Offlong, Daniel A., Anthropological Quarterly


Relying on experience with a traditional healer, focus group discussions, and interviews with traditional healers, the author analyzes the functions and importance of traditional healers in the health care delivery system of Nigeria. It is concluded that in a society where healing involves not just the curing of disease but also the protection and promotion of human physical, spiritual, and material well-being, traditional healers remain the very embodiment of conscience and hope in their respective communities. The holistic and cathartic nature of their treatment and the fact that in certain places in the country they are the major or only source of health care, make them very important. The author also examines the debate over the possible integration of traditional and scientific medicine. It is concluded that outright integration would be too ambitious and practically impossible but that some form of cooperation is possible, given political will. Regardless of the official government policy on the issue, the two traditions are complementary and Nigerians patronize both of them. [Nigeria, traditional healers, Ibibio, integration of traditional and scientific medicine, health care delivery systems]

Introduction

African traditional healers have been variously referred to as herbalists, native doctors, native healers, traditional doctors, medicine men, witch doctors, among others. The title of "witch doctors" suggests that the singular role of this category of African specialists is to detect witches. Far from it; they do much more. Traditional healers are often the main source from which a large segment of African population receive their health care, especially since "healing" is far more than the curing of disease or illness.

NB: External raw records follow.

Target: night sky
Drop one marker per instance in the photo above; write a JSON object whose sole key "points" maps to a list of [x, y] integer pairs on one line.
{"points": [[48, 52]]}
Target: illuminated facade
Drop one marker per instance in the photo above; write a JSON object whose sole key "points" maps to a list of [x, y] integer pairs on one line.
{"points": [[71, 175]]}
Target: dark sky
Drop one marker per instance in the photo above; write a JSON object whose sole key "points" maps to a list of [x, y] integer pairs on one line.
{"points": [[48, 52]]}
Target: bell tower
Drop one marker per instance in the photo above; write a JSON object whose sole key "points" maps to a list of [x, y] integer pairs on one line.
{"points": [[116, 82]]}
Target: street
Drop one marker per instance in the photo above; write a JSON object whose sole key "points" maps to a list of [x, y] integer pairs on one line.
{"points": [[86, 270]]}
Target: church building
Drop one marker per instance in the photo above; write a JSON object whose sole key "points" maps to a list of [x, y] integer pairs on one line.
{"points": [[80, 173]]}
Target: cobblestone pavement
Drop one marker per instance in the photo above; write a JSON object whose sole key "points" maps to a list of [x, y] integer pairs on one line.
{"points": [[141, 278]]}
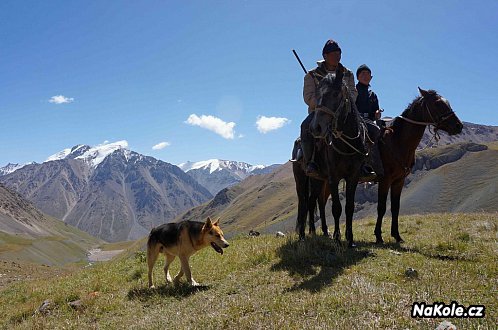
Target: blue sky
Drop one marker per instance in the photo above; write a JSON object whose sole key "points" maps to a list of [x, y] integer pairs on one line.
{"points": [[197, 75]]}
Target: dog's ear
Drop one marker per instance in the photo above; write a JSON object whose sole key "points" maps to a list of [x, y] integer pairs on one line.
{"points": [[208, 224], [423, 92]]}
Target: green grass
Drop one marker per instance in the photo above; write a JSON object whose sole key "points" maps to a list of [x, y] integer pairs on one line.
{"points": [[281, 283]]}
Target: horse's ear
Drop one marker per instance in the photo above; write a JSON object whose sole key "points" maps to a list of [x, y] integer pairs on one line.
{"points": [[208, 224], [423, 92]]}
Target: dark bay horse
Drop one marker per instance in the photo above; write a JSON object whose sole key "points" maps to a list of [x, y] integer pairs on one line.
{"points": [[397, 149], [337, 121], [309, 192]]}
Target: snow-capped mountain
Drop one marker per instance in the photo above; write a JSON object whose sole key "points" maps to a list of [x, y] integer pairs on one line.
{"points": [[217, 165], [108, 191], [216, 174], [9, 168], [93, 156]]}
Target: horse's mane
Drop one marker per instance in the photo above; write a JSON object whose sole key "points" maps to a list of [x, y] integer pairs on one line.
{"points": [[432, 94]]}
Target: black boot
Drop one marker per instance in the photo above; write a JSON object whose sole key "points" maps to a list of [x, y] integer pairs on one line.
{"points": [[297, 152], [377, 161], [367, 173], [307, 147]]}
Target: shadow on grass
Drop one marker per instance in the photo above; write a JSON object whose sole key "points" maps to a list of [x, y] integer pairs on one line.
{"points": [[168, 290], [430, 252], [318, 260]]}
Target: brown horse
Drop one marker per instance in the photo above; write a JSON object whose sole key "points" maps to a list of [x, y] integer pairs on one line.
{"points": [[337, 122], [309, 192], [397, 149]]}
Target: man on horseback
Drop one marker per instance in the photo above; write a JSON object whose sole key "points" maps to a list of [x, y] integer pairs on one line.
{"points": [[367, 104], [332, 56]]}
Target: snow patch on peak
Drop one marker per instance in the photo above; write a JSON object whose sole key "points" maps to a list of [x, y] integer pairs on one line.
{"points": [[9, 168], [60, 155], [95, 155], [217, 165]]}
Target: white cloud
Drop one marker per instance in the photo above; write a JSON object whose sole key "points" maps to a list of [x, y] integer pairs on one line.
{"points": [[60, 99], [213, 124], [161, 145], [267, 124]]}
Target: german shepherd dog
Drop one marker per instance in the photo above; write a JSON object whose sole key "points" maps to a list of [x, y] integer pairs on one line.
{"points": [[182, 239]]}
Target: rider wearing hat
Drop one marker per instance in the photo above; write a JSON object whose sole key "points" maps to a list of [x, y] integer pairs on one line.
{"points": [[367, 104], [331, 63]]}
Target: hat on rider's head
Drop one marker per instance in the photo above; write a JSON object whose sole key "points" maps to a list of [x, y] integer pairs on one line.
{"points": [[362, 67], [330, 46]]}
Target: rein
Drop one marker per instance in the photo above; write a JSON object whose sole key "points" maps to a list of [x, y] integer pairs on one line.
{"points": [[344, 106]]}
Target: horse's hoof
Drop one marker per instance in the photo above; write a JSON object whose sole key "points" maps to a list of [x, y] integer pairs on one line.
{"points": [[378, 239], [398, 239]]}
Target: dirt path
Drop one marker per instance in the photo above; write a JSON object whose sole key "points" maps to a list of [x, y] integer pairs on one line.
{"points": [[99, 255], [12, 272]]}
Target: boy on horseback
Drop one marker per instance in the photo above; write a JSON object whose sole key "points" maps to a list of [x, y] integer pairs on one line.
{"points": [[367, 104]]}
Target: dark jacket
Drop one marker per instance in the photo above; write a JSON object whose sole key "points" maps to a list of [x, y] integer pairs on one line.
{"points": [[366, 102]]}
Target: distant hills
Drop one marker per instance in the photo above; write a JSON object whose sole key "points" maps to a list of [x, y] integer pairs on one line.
{"points": [[116, 194], [28, 235], [458, 178], [108, 191], [216, 174]]}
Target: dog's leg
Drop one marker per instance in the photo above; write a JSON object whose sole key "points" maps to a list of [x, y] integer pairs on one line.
{"points": [[186, 270], [152, 254], [169, 259], [178, 276]]}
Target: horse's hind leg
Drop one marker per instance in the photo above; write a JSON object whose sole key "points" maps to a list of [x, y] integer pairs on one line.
{"points": [[381, 210], [322, 202], [302, 189], [395, 197], [311, 212], [336, 209], [350, 192]]}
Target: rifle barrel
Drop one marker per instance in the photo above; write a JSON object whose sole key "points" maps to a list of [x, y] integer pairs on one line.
{"points": [[299, 60]]}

In Nigeria as well as in other developing countries, scientific and traditional medicine exist side by side and the two systems are patronized by health consumers; both complement each other (Oyebola 1981; Warren et al. 1982; Offiong 1991). In certain places the traditional healers are often the only source of health care for between 80-90% of the population. The World Health Organization (WHO) has been quite aware of the problems associated with health care delivery in developing and poor countries of the world. Thus in 1978 it declared the Primary Health Care (PHQ strategy which was to be adopted by the member states. The strategy called for the promotion and development of traditional medicine (WHO 1978). The result has been the enormous interest in the actual and potential role of traditional medical systems in the provision of health services, especially in the poor countries of the developing world (Bishaw 1991). This situation continues to generate debate as to whether traditional and scientific medicine can ever be integrated. Nigeria has been involved in this debate although the government has remained lackadaisical about a clear national policy on the matter.

I seek in this article to share my experience as a clerk to a renowned traditional healer, my uncle. I then describe the functions and therefore the importance of traditional healers in the Ibibio community of southeast Nigeria in particular and in Nigeria in general. Finally, I summarize arguments for and against the integration of traditional medicine into scientific medicine. I begin with brief description of my experience that is germane to this article.

Background

At home, in an Ibibio community in southeastern Nigeria, I had a paternal uncle (whom I will call Oko, not his real name) who was a renowned traditional healer (abia ibok-). Since his compound was directly opposite my father's, this offered me, my brothers and sisters, and sometimes my cousins and friends a great opportunity to watch my uncle's healing operations. Oko was a Methodist convert but when the evangelical zeal of the missionaries prohibited members from engaging in any traditional practices which they branded heathenish, he was one of the first to quit the church to become a full time traditional healer.